In an article today, Michael Casey, managing editor for the Americas at DJ FX Trader, said:
"...you’d think the threat of a euro-zone financial meltdown would force policymakers into a tough, unified solution.
"That they’re not doing so is a worry for all of us. In our interconnected global economy, anything could set off another bout of international financial contagion..."
Reuters reported that in Spain, the Eurozone's fourth largest economy, retail sales dropped for the 36th month running in June, by over five percent year-on-year.
The country's youth unemployment rate, like Greece's, hovers around 60 percent, with general jobless rates around 27 percent.
According to Bloomberg, quoting a report from the International Monetary Fund (IMF) Wednesday, Greece is highly unlikely to meet its debt obligations:
"The IMF’s reminder to Europe comes as Greece’s financial fate has become entwined with German politics, with Chancellor Angela Merkel campaigning for a third term on the promise Germany won’t write off any of the loans made to Greece since the debt crisis broke out almost four years ago.

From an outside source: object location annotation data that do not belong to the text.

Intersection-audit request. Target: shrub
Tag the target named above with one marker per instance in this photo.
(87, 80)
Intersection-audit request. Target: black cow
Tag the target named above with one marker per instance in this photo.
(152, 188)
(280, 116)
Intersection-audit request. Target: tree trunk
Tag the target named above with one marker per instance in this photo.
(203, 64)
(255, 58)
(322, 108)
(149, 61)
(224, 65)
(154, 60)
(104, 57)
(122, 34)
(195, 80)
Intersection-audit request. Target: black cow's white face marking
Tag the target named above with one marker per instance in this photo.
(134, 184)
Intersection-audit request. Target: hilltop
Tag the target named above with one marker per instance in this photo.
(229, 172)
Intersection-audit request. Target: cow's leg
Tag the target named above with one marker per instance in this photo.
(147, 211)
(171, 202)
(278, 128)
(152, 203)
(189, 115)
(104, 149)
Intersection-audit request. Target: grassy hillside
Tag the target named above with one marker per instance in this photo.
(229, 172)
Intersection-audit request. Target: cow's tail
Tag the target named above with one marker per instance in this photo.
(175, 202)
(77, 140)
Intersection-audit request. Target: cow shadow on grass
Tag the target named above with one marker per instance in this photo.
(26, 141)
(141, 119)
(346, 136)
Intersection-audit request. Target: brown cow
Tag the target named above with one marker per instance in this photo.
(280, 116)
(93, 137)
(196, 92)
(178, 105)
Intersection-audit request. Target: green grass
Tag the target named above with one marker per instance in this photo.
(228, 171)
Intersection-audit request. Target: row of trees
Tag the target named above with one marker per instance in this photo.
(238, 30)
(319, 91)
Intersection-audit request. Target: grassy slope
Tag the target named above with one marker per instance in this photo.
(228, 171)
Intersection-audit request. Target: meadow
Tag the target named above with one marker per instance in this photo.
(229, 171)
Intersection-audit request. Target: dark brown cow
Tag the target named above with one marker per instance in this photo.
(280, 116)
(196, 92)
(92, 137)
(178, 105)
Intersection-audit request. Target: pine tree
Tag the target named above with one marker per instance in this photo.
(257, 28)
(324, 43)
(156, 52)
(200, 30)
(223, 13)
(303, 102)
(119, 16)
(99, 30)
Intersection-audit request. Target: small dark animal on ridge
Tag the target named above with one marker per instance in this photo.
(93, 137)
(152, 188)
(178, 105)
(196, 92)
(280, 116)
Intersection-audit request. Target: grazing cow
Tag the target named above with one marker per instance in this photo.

Most of Greece’s debt is now held by the Europeans and the IMF after investors took part in the biggest debt restructuring in history last year."
In Italy, the Eurozone's third largest economy, political turbulence continued over the fate of former Prime Minister Silvio Berlusconi.
Outside Europe, Lebanon Opportunities argued on Wednesday:
"Germany is incapable of solving the euro zone's sovereign debt crisis alone," underlining the ongoing problems for Chancellor Merkel and other German politicians in underwriting the financial problems of Europe's south.
Sceptics of the modern European project have long argued that it was only a matter of time before the kind of existential crisis seen in 2010-12 re-emerged.
Nouriel Roubini, a professor at NYU’s Stern School of Business and a former White House advisor, argued last year in an article entitled: "The Eurozone's delayed reckoning", that:
"The tail risks of a Greek exit from the eurozone or a massive loss of market access in Italy and Spain have been reduced for 2013. But the fundamental crisis of the eurozone has not been resolved, and another year of muddling through could revive these risks in a more virulent form in 2014 and beyond. Unfortunately, the eurozone crisis is likely to remain with us for years to come, sustaining the likelihood of coercive debt restructurings and eurozone exits."